Quantum cryptography system hacked

May 20, 2010


Researchers question the strength of the highest security
Researchers question the strength of the highest security

It is supposed to be absolutely secure – a means to transmit secret information between two parties with no possibility of someone eavesdropping.

Yet quantum cryptography, according to some engineers, is not without its faults. In a preprint submitted late last week to arXiv, Hoi-Kwong Lo and colleagues at the University of Toronto, Canada, claim to have hacked into a commercial quantum cryptography system by exploiting a certain practical "loophole". So does this mean high-profile users of quantum cryptography – banks and governments, for example – are in danger of being eavesdropped after all?

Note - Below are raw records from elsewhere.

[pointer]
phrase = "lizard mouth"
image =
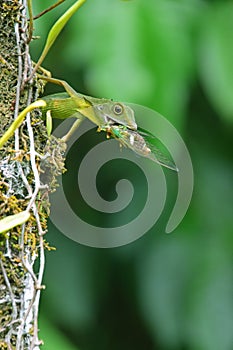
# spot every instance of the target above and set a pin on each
(132, 125)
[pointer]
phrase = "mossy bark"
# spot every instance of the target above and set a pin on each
(21, 186)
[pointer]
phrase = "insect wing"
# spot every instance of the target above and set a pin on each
(140, 143)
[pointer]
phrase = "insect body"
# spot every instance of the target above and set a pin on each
(140, 142)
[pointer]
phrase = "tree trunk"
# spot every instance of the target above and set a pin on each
(21, 186)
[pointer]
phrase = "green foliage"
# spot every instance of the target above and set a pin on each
(164, 292)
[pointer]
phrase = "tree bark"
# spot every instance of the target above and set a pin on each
(21, 186)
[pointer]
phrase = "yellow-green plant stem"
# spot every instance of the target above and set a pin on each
(18, 121)
(55, 31)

Quantum cryptography works because a system's quantum state cannot be observed without changing it. In the standard protocol, two users, typically known as Alice and Bob, openly share encoded information. They can only decode the information once they also share the secret quantum "key". But they will always know if another party, typically known as Eve, tries to eavesdrop on the key, because by observing it she will always change its state.

Finding the loopholes

At least, that's how it should work in theory. Lo's group is one of several to look for faults in such quantum key distribution (QKD) in practice. "Our work is not bad news for QKD," says Lo. "By discovering and plugging loopholes in practical QKD systems, we make QKD more secure in the future."

The loopholes Lo refers to concern noise. It is impossible to shield out all environmental noise in a QKD system, so manufacturers have to tell the "Alice" and "Bob" receivers to tolerate a small error level, while still ensuring the system is secure from Eve. In past proofs, physicists have shown the maximum error level to be 20%.

Lo's group, however, attack a different source of noise: the inherent noise Alice introduces when she prepares quantum states for Bob to generate the secret key. By exploiting this additional leeway, Eve can learn sufficient information about the key without increasing the error level above the critical threshold. Indeed, on experiments with the commercial "ID-500" QKD system built by the Swiss company id Quantique, the Toronto researchers claim they can hack the key with an error level of just 19.7%.

No cause for alarm

The study would suggest that customers using QKD systems ought to beware, although id Quantique sees no cause for alarm. "It's important and interesting in the sense that quantum cryptography is just like any other security technology – you must test it to know that it is secure," explains Gregory Ribordy, an engineer who works at the company. "Where I'm less happy is with the buzz that it generates. [The preprint is] a bit overblown, and the claims that are derived from this research are completely exaggerated."

Ribordy points out that the ID-500 system is "old", having been manufactured in 2004. Moreover, he says it was only ever sold for research evaluation purposes. "This particular attack would not work in commercial applications or non-R&D applications," he adds.

The founder of id Quantique, Nicolas Gisin of the University of Geneva, is also sceptical about the preprint's merits. "The claim is largely oversold because the found error rate of 19.7% is largely above the alarm level of 8% that is implemented in id Quantique's commercial system," he says. "Consequently, the claim that a commercial QKD system has been hacked is simply wrong."

More testing

So are users of QKD systems being fooled by the theoretical promises of security? Despite the criticisms of the Toronto group's preprint, everyone seems to agree that quantum cryptography – a field only just beginning to mature – will always require practical testing. "More and more groups try to find weaknesses in the implementation of QKD – [although] no one questions its principle," says Gisin. "Thoroughly testing QKD systems by independent groups is indeed a must and id Quantique is collaborating with several university groups on this."

The research can be found online at arXiv:1005.2376.